José Rainha Júnior participou do protesto e evitou falar como líder dos trabalhadores. Ele disse que está afastado da liderança, mas não se furtou de criticar o governo do Paraná pelas desocupações das fazendas localizadas em Querência do Norte. Segundo ele, a Polícia Militar está intimidando a amedrontando os sem-terra do Paraná. De acordo com Cledson Mendes, um dos coordenadores do MST e principal articulador do protesto realizado ontem, os governos do Paraná e São Paulo estão tentando impedir a reforma agrária.
Mendes disse que o protesto é em repúdio às prisões dos sem-terra de Querência do Norte e Santa Cruz do Monte Castelo, e também de Sorocaba (SP). Nem na época da ditadura o governo agia com tanta violência contra os trabalhadores, afirmou. Segundo ele, a Polícia Militar do Paraná agiu como na época da ditadura ao entrar nos acampamentos dos trabalhadores sem-terra de madrugada. E por trás da ação policial ainda estão os fazendeiros que agora estão colhendo tudo o que os sem-terra plantaram e não deixam nossos companheiros colher nada, afirmou.
Durante o protesto, uma fila de caminhões de aproximadamente dois quilômetros se formou a partir da ponte até a rodovia que dá acesso ao município de Sandovalina (SP). Do lado do Paraná, a fila de caminhões foi menor porque a Polícia Militar se antecipou e bloqueou a rodovia PR-542 cerca de 30 quilômetros antes da ponte onde ocorreu o protesto.

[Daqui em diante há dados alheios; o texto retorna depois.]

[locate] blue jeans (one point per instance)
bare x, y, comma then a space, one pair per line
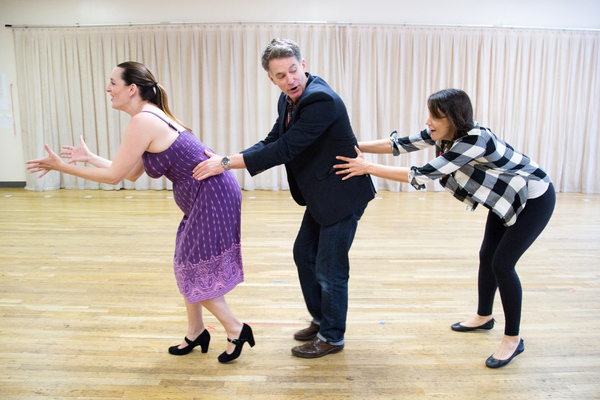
321, 256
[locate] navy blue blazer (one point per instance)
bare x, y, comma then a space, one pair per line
319, 131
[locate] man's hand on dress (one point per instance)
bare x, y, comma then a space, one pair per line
210, 167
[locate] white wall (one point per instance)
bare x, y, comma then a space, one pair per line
574, 14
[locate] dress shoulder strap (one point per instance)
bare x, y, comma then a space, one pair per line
167, 122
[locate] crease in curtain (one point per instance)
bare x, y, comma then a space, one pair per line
537, 89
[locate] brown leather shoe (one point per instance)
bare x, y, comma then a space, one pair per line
307, 334
315, 349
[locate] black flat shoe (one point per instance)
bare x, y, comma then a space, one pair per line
461, 328
202, 340
492, 362
245, 336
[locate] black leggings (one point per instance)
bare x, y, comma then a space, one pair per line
501, 249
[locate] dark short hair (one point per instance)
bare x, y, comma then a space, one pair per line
280, 48
456, 106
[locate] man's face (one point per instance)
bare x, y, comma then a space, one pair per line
290, 75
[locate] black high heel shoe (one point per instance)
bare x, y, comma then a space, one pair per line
245, 336
461, 328
202, 340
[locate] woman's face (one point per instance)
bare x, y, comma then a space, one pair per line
119, 92
440, 128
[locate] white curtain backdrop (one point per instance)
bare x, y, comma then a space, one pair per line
537, 89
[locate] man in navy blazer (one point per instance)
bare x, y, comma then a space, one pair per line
313, 128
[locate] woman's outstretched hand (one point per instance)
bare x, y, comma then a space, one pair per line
45, 165
353, 167
76, 154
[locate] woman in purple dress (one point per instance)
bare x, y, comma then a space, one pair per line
207, 262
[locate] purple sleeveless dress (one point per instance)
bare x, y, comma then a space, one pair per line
208, 256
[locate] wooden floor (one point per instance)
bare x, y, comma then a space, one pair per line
89, 305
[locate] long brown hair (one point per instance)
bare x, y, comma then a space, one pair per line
455, 105
150, 90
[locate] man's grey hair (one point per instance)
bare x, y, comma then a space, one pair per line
280, 48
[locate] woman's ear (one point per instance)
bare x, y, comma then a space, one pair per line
132, 89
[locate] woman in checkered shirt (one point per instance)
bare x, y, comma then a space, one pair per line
477, 168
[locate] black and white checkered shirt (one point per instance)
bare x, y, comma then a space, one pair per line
478, 168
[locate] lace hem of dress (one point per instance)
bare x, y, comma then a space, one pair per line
212, 278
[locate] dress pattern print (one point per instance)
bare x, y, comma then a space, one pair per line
208, 258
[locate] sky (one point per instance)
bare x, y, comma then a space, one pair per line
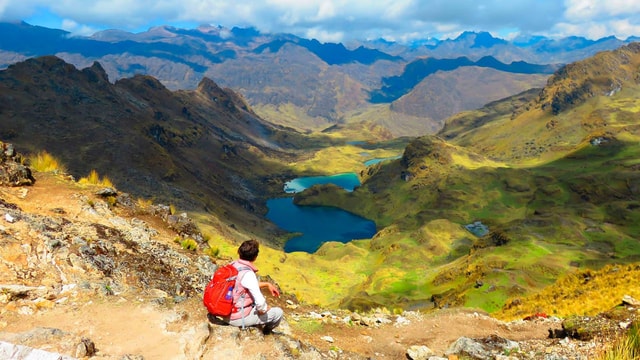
341, 20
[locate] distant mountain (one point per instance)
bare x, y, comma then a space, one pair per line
396, 86
303, 83
185, 147
551, 175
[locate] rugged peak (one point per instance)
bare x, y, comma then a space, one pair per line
43, 63
210, 88
96, 73
225, 97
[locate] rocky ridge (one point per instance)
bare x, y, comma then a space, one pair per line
86, 272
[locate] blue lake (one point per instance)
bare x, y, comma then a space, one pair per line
347, 181
318, 224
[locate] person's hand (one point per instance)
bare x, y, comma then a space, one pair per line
274, 290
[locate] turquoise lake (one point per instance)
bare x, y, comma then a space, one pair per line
318, 224
347, 181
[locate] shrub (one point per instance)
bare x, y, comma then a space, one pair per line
212, 252
626, 347
189, 244
94, 179
45, 162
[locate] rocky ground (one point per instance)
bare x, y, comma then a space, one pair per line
88, 273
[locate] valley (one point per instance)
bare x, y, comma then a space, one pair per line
548, 163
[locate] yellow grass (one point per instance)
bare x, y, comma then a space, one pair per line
584, 292
94, 179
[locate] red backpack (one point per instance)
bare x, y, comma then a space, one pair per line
218, 295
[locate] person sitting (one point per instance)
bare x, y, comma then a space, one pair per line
250, 305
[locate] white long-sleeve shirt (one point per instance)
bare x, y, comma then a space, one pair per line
250, 282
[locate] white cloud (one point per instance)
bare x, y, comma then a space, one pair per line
346, 19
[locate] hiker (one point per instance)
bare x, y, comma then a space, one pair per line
252, 308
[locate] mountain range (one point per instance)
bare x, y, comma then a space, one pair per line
552, 172
309, 85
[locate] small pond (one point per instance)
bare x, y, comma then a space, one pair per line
377, 160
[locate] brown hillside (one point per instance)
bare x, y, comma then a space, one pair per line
84, 279
444, 94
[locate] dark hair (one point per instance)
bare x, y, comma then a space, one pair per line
249, 249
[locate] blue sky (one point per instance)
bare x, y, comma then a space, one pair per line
341, 20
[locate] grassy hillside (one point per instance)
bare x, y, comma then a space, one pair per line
557, 191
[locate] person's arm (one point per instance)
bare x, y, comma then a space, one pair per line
250, 282
272, 289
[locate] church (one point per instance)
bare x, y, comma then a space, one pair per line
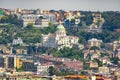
59, 40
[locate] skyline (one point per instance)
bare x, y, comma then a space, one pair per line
93, 5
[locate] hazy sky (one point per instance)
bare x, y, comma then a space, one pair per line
92, 5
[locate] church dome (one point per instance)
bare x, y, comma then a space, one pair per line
60, 27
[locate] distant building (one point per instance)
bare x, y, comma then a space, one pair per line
29, 18
104, 70
97, 17
17, 41
51, 18
59, 39
116, 44
42, 22
43, 68
94, 42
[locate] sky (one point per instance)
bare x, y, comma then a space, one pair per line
85, 5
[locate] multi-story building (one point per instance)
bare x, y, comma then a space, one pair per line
17, 41
2, 64
116, 44
43, 22
59, 39
43, 68
94, 42
51, 18
29, 18
97, 17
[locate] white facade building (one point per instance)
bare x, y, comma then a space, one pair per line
94, 42
59, 40
17, 41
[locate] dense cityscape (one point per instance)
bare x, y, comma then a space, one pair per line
40, 44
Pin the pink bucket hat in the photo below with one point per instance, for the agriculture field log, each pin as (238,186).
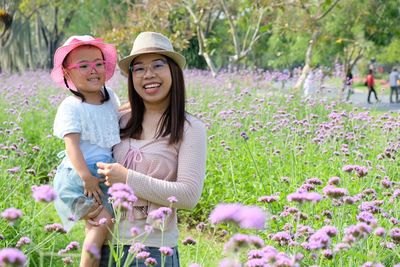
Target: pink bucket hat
(108,50)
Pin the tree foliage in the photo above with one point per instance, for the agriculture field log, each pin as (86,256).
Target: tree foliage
(211,34)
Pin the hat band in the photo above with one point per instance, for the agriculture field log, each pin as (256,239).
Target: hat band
(150,49)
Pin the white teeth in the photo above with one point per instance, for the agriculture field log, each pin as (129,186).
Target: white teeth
(153,85)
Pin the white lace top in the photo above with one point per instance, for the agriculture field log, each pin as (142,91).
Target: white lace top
(97,124)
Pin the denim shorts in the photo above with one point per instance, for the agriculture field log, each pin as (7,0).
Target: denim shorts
(169,261)
(71,203)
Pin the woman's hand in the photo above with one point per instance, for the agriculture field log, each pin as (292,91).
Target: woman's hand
(113,172)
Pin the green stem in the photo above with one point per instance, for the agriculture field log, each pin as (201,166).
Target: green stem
(255,165)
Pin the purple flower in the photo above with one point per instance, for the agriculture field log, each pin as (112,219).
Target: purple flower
(356,232)
(225,213)
(134,231)
(71,246)
(122,196)
(244,135)
(255,254)
(395,235)
(229,263)
(304,196)
(367,217)
(314,181)
(334,192)
(256,241)
(172,199)
(380,231)
(282,238)
(160,213)
(67,261)
(189,241)
(23,241)
(93,251)
(12,257)
(43,193)
(142,255)
(247,217)
(372,264)
(252,217)
(256,263)
(136,248)
(150,262)
(341,246)
(268,199)
(14,170)
(11,215)
(167,251)
(55,227)
(334,180)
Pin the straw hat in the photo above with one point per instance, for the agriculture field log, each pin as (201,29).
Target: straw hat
(108,50)
(151,42)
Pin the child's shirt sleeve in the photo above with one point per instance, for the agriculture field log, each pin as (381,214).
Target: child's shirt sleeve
(114,99)
(67,119)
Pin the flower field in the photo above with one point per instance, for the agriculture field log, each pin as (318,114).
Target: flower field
(289,182)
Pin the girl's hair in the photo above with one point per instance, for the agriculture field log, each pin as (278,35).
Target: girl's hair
(173,119)
(105,95)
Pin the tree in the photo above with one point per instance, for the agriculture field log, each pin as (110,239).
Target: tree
(204,14)
(33,33)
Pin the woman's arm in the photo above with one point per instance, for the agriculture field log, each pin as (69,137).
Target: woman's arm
(190,174)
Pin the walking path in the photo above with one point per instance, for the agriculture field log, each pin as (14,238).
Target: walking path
(359,98)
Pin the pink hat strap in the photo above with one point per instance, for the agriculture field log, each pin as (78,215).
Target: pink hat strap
(76,40)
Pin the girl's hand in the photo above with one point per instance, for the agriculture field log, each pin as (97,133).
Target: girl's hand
(114,172)
(91,187)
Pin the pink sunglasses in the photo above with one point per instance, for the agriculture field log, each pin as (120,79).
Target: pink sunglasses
(87,67)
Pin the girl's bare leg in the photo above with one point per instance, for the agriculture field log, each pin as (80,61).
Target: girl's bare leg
(95,237)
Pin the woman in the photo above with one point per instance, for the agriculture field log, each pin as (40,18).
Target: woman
(370,82)
(163,148)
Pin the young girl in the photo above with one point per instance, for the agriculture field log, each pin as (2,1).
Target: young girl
(88,123)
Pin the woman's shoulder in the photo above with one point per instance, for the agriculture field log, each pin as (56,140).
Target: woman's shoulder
(124,114)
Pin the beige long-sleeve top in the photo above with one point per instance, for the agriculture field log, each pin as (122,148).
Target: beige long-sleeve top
(158,171)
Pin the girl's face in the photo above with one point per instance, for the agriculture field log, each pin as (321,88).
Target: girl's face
(86,69)
(152,80)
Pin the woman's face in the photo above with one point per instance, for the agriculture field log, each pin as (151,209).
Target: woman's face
(152,80)
(85,67)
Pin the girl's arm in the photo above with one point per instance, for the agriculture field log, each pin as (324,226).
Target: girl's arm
(190,175)
(90,183)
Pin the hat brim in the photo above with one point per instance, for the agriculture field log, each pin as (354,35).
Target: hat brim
(126,61)
(108,50)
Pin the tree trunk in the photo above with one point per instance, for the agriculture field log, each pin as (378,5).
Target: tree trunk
(307,62)
(15,48)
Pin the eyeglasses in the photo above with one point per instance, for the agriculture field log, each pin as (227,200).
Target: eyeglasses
(86,67)
(157,66)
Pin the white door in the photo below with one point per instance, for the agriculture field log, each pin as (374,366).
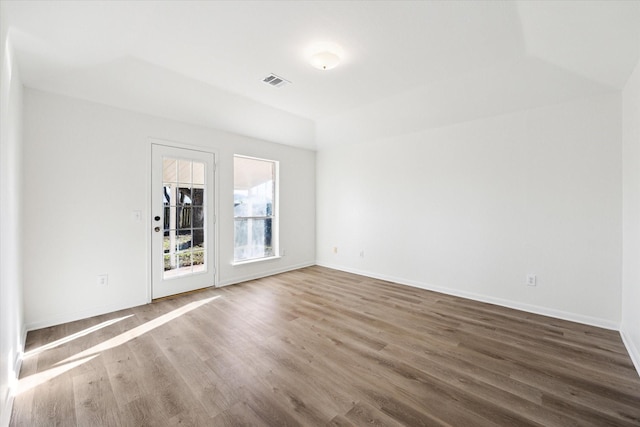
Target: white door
(182,220)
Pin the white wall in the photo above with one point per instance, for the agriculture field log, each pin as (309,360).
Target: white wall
(630,327)
(471,209)
(11,318)
(86,170)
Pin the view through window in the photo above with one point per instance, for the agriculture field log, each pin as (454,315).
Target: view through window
(254,208)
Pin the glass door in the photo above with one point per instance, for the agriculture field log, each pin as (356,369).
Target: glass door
(182,220)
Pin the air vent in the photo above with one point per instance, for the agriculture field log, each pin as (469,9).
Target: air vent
(275,81)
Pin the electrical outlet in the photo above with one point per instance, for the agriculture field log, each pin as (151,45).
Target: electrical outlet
(532,280)
(103,279)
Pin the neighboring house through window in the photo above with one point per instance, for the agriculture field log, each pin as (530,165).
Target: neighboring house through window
(254,211)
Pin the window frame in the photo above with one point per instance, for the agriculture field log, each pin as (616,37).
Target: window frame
(274,216)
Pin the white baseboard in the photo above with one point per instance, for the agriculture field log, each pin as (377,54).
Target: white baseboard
(82,314)
(633,351)
(7,406)
(7,402)
(262,274)
(559,314)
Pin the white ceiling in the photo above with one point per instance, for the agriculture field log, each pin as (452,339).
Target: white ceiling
(407,66)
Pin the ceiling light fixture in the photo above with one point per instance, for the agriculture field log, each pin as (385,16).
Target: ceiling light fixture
(325,60)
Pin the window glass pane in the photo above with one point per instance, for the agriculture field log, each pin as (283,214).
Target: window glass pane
(184,171)
(197,198)
(197,217)
(184,195)
(253,208)
(198,173)
(169,172)
(184,217)
(198,238)
(253,239)
(167,194)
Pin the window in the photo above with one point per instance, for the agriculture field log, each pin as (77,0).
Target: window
(254,208)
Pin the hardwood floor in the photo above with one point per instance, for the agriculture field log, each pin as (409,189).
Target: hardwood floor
(322,347)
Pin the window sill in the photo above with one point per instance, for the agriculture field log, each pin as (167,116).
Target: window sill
(253,261)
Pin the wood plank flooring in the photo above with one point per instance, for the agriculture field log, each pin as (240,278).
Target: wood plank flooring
(322,347)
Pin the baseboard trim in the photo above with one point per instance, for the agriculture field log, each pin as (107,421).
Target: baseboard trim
(7,401)
(262,274)
(633,351)
(558,314)
(7,407)
(82,314)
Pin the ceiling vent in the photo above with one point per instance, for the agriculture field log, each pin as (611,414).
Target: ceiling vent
(275,81)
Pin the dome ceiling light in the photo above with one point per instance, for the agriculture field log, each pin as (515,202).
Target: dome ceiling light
(325,56)
(325,60)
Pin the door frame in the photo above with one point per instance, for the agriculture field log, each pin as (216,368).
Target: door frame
(149,211)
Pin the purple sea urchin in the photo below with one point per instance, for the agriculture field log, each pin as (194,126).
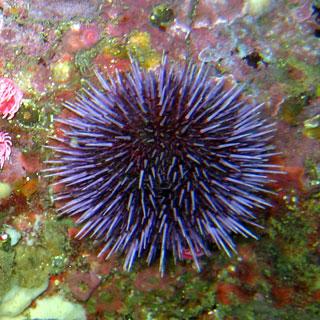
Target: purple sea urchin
(167,160)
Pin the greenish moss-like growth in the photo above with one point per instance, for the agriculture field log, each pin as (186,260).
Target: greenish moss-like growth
(161,15)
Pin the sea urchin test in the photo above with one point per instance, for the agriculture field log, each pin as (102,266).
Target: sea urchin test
(159,162)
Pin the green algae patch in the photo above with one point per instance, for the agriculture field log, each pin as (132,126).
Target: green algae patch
(54,239)
(6,270)
(140,47)
(31,266)
(161,15)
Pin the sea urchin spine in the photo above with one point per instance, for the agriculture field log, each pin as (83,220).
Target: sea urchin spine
(166,160)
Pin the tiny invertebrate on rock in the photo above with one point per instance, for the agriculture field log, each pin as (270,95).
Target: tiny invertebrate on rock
(10,98)
(163,161)
(5,147)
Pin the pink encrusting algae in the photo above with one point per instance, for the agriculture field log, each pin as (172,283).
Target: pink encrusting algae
(5,147)
(10,98)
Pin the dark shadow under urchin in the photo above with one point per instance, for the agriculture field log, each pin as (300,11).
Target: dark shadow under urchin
(163,161)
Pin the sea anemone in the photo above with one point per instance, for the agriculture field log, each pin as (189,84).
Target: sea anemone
(163,161)
(5,148)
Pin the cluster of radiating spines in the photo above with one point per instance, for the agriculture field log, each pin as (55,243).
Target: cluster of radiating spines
(163,161)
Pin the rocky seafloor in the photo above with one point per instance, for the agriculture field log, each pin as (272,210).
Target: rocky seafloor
(49,47)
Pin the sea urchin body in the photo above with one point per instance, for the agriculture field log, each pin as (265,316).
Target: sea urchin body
(162,161)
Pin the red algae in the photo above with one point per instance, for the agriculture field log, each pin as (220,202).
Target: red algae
(82,284)
(80,37)
(10,98)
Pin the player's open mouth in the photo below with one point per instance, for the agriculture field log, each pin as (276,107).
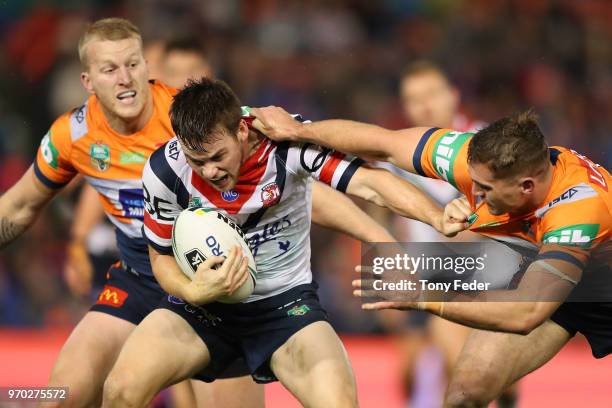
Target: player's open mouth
(220,182)
(127,97)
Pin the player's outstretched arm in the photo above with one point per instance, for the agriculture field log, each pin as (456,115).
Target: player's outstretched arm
(361,139)
(385,189)
(208,283)
(545,285)
(332,209)
(78,270)
(20,206)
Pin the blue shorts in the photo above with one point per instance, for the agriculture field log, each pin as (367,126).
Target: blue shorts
(249,333)
(128,295)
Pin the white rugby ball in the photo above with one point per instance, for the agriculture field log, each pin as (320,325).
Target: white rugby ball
(200,233)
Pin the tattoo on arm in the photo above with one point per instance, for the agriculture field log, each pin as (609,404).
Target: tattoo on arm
(9,231)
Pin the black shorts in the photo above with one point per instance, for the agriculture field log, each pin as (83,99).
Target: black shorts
(249,332)
(592,319)
(128,295)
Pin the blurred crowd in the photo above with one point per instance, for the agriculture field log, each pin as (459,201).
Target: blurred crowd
(322,58)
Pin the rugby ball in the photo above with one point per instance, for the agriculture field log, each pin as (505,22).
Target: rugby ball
(200,233)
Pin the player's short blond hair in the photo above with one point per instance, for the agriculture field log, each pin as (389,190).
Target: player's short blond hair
(111,29)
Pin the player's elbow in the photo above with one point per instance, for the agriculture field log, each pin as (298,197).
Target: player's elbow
(529,319)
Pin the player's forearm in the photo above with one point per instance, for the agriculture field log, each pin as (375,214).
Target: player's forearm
(407,200)
(19,207)
(512,317)
(170,277)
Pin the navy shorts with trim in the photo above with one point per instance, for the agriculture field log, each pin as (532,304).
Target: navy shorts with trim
(127,295)
(592,319)
(249,332)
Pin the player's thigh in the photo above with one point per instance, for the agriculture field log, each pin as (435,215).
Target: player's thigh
(491,361)
(82,370)
(163,350)
(314,366)
(449,337)
(240,392)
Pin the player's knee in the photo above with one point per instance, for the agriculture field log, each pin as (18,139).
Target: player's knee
(120,390)
(467,393)
(80,393)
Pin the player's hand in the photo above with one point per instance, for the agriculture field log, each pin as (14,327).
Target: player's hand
(276,123)
(455,217)
(210,283)
(78,270)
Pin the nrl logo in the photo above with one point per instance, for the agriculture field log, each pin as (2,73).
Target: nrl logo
(298,310)
(100,156)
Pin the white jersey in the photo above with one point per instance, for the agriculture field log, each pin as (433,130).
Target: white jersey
(271,202)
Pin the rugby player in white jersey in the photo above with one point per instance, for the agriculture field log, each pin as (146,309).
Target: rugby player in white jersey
(281,330)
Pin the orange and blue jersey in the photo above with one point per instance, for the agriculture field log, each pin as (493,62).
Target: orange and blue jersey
(82,141)
(574,218)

A maioria dos manifestantes é dos assentamentos Paulo Freire, Antônio Conselheiro e Che Guevara, todos localizados em Mirante do Paranapanema (SP). Também participaram sem-terra dos acampamentos Padre Josimo e Fusquinha. O protesto que começou de forma organizada às 9 horas, acabou por volta das 12h30 sem nenhum incidente. Cerca de 30 policiais militares das polícias de São Paulo e Paraná, acompanharam de longe a manifestação. Os sem-terra, conforme Mendes, vão se mobilizar em novas formas de protestos até que os trabalhadores presos sejam colocados em liberdade.
Em nota distribuída ontem o MST do Pontal acusou Lerner de instalar no Paraná um regime de arbitrariedade, terror e medo. O documento afirma que o governador paranaense executou, desde abril, uma aventura militar caríssima, mobilizando mais de dois mil policiais, cães treinados, helicópteros, mais de 100 viaturas, 30 ônibus, para bloquear estradas e fazer o despejo violento dos trabalhadores, humilhando mulheres e crianças, fazendo prisões em massa e torturando inocentes. Diolinda Alves de Souza, dirigente local do MST e mulher do líder José Rainha Júnior, viajou para Maringá, onde participa de manifestação de protesto contra a prisão dos militantes.